Currently the bill has been sent to the Parliamentary committee. This committee is expected to submit its report soon after which it will be taken up for discussion in the parliament.  Even the Finance Minister, Mr. Jaitley said a ‘lot of corrections’ could still take place.

The Lie:

1. Savings Bank account balance will be converted into an FD under “Bail in Provision”

Heavy reliance is was placed on Section 52 of the Proposed bill to spread panic that in case a bank fails, then the Savings account balance shall stand converted into another instrument and the bank can “simply refuse to pay”

Nothing can be so blatant and farther from truth than this. While only the first part of the section is being quoted, the provision specifically and unequivocally excludes the following:

As is evident, the common deposits, FD’s RD’s are EXCLUDED from this bail in provision. They shall continue to be protected. In fact, this provision might be better than the existing system because currently all the money above Rs 1 lac is lost, whereas it appears that with the bail-in provision, the amount over and above the insurance limit will at least be recoverable as some form of security.

The difference is that the new bill does not mention the amount of Insurance. As this new bill seeks to repeal the Deposit Insurance Act and merge it under a new regulator, it is but common sense that the Insured account shall be either same as existing one or even higher. It can no way be lesser than INR 1 Lac, which was fixed 24 years ago.

Lie 2: All your bank money is lost or converted into an instrument in a dying entity:

Lie. Already explained above. But a valid question is how much money will a depositor get in case a bank fails?

Section 29 provides powers to the regulator to decide the amount payable from the Corporation fund. This has not been finalised as yet. In my opinion it will not be lesser than INR 1 Lac in any case which is the current provision. I expect this to be significantly higher than this.

Why Cant it be mentioned in the Bill Itself what the Insured amount will be?

While this is desirable but not advisable. Having a strict amount leaves out any scope for upward revision. However the bill could be worded in a such a fashion: “a minimum amount of INR__________is insured or a higher amount as maybe decided by the Corporation”.

Lie 3: My money in savings account will be used to bail out big NPA accounts.

No. In case a bank has lent money to a lot of wrong companies and it eventually is facing insolvency or imminent death then everybody is at risk of losing money, including you. This bill is in fact making sure we don’t get to that stage. Historically except for badly managed co-operative banks, no big banking crisis has hit our financial system. The RBI has always ensured the depositor interest is protected. This Bill gives them more teeth to do so.

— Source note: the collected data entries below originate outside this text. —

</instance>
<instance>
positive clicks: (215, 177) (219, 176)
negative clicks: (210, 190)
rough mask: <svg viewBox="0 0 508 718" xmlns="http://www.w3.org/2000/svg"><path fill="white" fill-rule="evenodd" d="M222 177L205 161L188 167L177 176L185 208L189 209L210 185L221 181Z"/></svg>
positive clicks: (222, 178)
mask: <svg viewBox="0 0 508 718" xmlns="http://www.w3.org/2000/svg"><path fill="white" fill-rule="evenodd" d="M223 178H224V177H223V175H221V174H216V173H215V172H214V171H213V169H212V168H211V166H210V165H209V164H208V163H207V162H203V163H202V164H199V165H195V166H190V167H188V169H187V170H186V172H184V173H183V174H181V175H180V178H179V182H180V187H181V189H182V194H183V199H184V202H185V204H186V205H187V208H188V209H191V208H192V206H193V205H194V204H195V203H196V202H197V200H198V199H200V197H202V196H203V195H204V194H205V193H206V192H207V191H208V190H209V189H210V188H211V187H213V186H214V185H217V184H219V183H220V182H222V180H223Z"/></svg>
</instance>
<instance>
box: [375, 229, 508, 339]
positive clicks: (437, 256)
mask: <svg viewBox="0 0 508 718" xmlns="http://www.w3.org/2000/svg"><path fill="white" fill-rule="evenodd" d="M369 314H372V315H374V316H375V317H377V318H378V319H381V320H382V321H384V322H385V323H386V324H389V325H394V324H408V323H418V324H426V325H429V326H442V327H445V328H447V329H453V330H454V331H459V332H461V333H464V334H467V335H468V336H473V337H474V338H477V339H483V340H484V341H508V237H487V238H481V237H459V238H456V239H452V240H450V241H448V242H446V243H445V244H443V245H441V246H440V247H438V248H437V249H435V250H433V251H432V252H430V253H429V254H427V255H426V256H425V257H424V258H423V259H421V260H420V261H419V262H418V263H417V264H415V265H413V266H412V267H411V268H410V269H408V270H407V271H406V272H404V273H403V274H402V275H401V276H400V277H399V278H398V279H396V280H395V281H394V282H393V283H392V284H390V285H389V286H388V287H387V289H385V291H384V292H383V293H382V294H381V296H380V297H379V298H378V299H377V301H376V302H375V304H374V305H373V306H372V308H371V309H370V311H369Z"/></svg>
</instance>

A particular clause, from a draft bill is being taken out of context, to create mass hysteria. The clause while not perfect, seems to be an improvement over the current situation, and since it is only a draft bill, the clause can be further improved. In such times it is important to not spread panic among depositors i.e. the common man. The media, instead of being a good partner or medium for voicing people’s concerns is indulging in complete lies to garner eye balls and spread their own propaganda. It is clear that they have no role to play in the interest of the people of this country.